Moran, Thomas

Yet this most American of artists was English–at least at first–as English as Lewis Carroll. Moran was a weaver’s son born in Bolton, England in 1837. At the age of seven, after the swift and violent collapse of the hand weaving industry in the face of industrial textile mills, Moran’s family emigrated to the United States. Moran apprenticed with an engraver, saw the works of the English artist J.M.W. Turner, and thought Turner’s light and atmosphere worth emulating here in the vastness and variety of the American landscape. Like Turner, Thomas Moran was a romantic. He loved Longfellow’s Hiawatha and Lord Byron’s poems, lost himself in their remote, craggy lands, ruins of lost civilizations, and brooding solitary wanderers.
In the fall of 1870, while working for Scribner’s Monthly, Moran was asked to work up some crude sketches from the first scientific expedition to a place called Yellowstone. Excited by descriptions of the place, Moran secured a spot with the geological survey headed to Yellowstone and led by Ferdinand V. Hayden. Hayden’s report to Congress, William Henry Jackson’s photos, and Moran’s paintings, which would also be reproduced magnificently in stone lithographs by Louis Prang, would lead to the establishment of Yellowstone as our first national park. Moran’s last stop on that train in 1870 was a boom town beside the tracks, a place called Green River, Wyoming. Moran stepped off. The fantastic forms and colors of the rocks met his eye and fired his imagination. He would return to them again and again throughout his long career.

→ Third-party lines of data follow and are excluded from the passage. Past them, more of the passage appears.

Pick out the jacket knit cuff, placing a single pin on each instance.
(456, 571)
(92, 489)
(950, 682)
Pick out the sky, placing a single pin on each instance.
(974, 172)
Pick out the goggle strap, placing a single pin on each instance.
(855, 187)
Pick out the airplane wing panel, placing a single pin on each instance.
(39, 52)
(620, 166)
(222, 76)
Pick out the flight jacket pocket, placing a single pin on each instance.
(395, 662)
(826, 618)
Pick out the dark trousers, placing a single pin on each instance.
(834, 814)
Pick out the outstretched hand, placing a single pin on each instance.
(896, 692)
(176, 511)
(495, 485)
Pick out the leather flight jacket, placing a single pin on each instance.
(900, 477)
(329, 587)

For Thomas Moran, who would turn 70 in 1907, time was on the march. He was already the “Grand Old Man” of American art with a white beard as long as the list of accolades he’d received. His wife, two of his brothers, and his only son had recently passed away. Art was changing. Modernism and the new, urban century were rising together. Moran responded to grief and the changing world by throwing himself into his work. He traveled with his daughter and painted throughout the West, as well as returning to Great Britain, the country of his birth, to paint in the mountains of Wales. 1907 found him back in the West, plying brush and pen.